Managing Risks in Supply Chains

As government seeks to commission services and goods on a larger scale, charities need to adapt to this new landscape. Often a financial lead or prime (commercial organisation) is used to manage cash-flow, overall delivery and infrastructure headline risks of a large government contract, and/or commissioners can go through a consortia integrator (like 3SC) to sub-contract in a wide third sector supply chain to achieve delivery outcomes. This form of commissioning will increase across many sectors such as employment, education or health. No one charity or third sector organisation will likely have the skills and capabilities to do this all on its own, so the future is likely to see increasing movement towards specialisation through integrated supply chains.

3SC has a lot of experience in building supply chains, or as we prefer to call them ‘supply-consortia’, when bidding for public sector contracts. Over the last 2 years 3SC, as a core Purple Futures member[1], has been delivering complex supply chains in the Ministry of Justice’s (MoJ) modernisation of Probation Services.

Our experience tells us there are a number of things that third sector organisations can do to help reduce risk in designing their supply chains. Firstly, a clear due diligence process that says why and how an organisation can join the supply chain and what is expected. Secondly, planning with a provider A and a provider B for all service areas so if A defaults then B can pick up the performance. Thirdly, providing contracts that are sized appropriately to the organisations in the supply chain and are neither too large nor small. Fourthly, laying out a clear performance threshold and when an improvement plan would apply, for how long before it is lifted and executed. Finally, you should only pass down risks, for example through Payment by Results frameworks, if suppliers can handle it.

Once you have supply chains up and running, make sure you have market stewardship rules and process that stipulates outcomes, the form of contract and broad contract values. All organisations, even those in from the charity sector, must compete with an awareness of rewards and risks. Proper due diligence processes are essential to that. Specify that each consortium member has to operate in an integrated way to avoid ‘serial inefficiency’ and start to do parallel working so service users get what they need from a range of providers in a seamless, simultaneous, joined up way ‘one-stop-shopping’. Assess, and develop it necessary, your ICT systems with an eye on performance management so that you can reassure commissioners about success and agree plans to capture the data-proof of outcome delivery. This will avoid the risk of commissioners deeming your organisation to be in breach of contract.

You should also consider if the consortium should be a loose arrangement or formally set up as a special purpose vehicle. If you want to win future competition a more formal agreement may be needed and preferred for contract management reasons. It can also help to reduce risks by sharing liabilities across the supply chain. Planning service users’ flows and pathways for services is important, so that you can meet outcomes at all points of the service contract. This will help you identify the challenges in the supply-consortia and where extra monitoring may be necessary.

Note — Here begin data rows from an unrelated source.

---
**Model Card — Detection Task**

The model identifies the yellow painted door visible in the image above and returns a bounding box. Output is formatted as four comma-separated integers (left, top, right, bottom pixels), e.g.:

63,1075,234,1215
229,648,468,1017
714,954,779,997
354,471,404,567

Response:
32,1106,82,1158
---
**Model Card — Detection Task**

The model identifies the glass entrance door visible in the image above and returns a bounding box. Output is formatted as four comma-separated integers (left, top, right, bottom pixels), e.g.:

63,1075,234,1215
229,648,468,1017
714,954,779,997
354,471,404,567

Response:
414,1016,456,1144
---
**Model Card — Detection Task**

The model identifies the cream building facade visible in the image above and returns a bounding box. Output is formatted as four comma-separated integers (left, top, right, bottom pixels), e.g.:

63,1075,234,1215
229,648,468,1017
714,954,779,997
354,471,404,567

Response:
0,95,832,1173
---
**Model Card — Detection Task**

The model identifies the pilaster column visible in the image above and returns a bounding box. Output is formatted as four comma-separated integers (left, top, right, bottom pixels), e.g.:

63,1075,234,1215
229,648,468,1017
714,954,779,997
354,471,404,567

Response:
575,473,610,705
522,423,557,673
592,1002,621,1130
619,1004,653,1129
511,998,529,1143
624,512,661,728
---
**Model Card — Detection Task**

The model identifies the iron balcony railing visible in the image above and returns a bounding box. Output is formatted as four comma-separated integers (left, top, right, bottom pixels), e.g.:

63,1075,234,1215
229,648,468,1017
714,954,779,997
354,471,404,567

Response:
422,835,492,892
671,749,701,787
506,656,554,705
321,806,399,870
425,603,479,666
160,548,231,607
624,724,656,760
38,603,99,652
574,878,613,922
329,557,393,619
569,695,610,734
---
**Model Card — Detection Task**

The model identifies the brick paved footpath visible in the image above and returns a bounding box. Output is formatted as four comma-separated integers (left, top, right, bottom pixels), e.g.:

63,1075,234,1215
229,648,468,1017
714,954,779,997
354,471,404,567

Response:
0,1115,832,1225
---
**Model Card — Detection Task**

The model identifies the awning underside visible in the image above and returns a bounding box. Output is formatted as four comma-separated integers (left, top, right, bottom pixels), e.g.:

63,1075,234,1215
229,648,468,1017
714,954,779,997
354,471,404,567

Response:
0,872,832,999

Ultimately, you need to consider whole-system change and linkage across tall service areas being delivered such as social care, health, housing, and employment and avoid duplication. 3SC has a lot of experience in this area and we are happy to share that with other third sector organisations. The commission landscape is changing and most charities involved in service delivery will be part of supply-consortia in the future, managing risks is a critical part of that process.